Il papà “buono e misericordioso” è l'ingegner Francesco De Nardo, genitore di Erika. Lui, nonostante tutto, è stato sempre al fianco della figlia. Anche quando la verità, terribile e drammatica, era venuta a galla. In paese, però non tutti sembrano apprezzare il comportamento tenuto dall’uomo, spinto dall’amore e da una sorta di senso del dovere nel continuare a vegliare su quella figlia che si è resa responsabile di un qualcosa di così folle che è anche difficile anche da raccontare.

Qualcuno a Novi Ligure, però, cerca di capire Francesco. La proprietaria di una trattoria ha raccontato al Corriere della Sera che “gli altri non capiscono come abbia potuto perdonarla, io sì. Lui è un uomo straordinario". Posizione quasi isolata, la sua. Perché gli altri concittadini il suo comportamento sfocia quasi in uno scandalo.

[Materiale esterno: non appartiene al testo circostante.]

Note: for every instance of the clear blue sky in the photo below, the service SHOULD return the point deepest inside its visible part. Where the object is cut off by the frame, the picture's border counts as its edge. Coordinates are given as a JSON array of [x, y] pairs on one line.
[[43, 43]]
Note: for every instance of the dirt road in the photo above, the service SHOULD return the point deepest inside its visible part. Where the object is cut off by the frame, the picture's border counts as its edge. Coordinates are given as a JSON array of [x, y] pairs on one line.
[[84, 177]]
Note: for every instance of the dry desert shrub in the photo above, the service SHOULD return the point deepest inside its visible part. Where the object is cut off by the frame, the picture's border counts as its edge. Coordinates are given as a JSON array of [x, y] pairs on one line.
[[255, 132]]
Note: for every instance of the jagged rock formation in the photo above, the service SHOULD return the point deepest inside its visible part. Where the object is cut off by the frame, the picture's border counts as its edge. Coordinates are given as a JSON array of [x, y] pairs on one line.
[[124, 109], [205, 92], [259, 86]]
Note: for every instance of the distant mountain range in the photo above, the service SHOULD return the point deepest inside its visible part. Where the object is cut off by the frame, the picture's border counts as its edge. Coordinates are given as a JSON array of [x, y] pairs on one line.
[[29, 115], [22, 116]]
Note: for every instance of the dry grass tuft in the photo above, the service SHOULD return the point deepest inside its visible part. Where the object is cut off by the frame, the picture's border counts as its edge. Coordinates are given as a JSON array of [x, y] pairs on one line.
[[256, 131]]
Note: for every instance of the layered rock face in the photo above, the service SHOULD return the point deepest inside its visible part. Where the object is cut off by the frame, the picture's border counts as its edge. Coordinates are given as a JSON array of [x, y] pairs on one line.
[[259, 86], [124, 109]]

Erika ha scontato dieci dei sedici anni ai quali è stata condannata in via definitiva nel 2003 dalla Corte di Cassazione, oltre ai mesi di affidamento alla Fondazione Exodus di don Antonio Mazzi. Ma la vicenda con il dolore e l’orrore che l’hanno accompagnata non può essere sanata, neanche con mille anni di prigione. Molti sono rimasti senza parole nel vedere Erika mentre giocava a pallavolo con gli occhiali da sole in permesso premio dal carcere di Brescia o quando era al volante dell'auto della mamma.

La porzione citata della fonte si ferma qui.